Of all of the notes you receive, how many of the personal pieces of correspondence do you actually acknowledge or respond to? and have you ever considered how powerful a team building and rewarding opportunity even the simplest response may be?
Responses can be a simple as hitting the “reply” button, typing “Thank you” in the body of the message then hitting send, through to a longer note indicating why you appreciate the information or contact with specifics if appropriate. To you, this action may be a 10 second excursion from your day to day tasks that has no real significance to your day, but to the person who sent you the original note and receives the subsequent thank you or similar expression of gratitude, this 10 seconds may mean the difference between their positive engagement in the delivery of the project, their ongoing commitment to your team and even their retention within the project organisation or their feeling taken for granted and being disengaged from the task at hand, after all, who wants to work in an organisation or for a boss that doesn’t care about them.

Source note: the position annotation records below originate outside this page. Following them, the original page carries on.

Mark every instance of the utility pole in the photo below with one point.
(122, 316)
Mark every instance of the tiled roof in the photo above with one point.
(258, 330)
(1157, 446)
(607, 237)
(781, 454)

Fitting Thank You Into Your Routine
I am not suggesting that you spend your entire day responding on these tasks, but I am recommending that, as a matter of course, you aim to respond to any direct correspondence from any member of your project team with some form of gratitude and recognition. Perhaps, even, on occasion, doing a “reply all” when you are only one of the recipients, particularly if you are one of the more senior. This opportunity publicly recognises to the contribution of the sender and may also encourage some of your colleagues to start the practice. Every manager these days has a smart phone or similar device, so you could easily fit a thank you routine into your day, spending 10 free minutes during a commute or waiting in line for coffee to be grateful to your staff rather than checking Facebook or LinkedIn.
If you consider how much time an effective project manager will spend on communications and team development, taking 2 minutes from your day to respond to several of these direct pieces of correspondence is an incredibly efficient and effective way to develop your team spirit.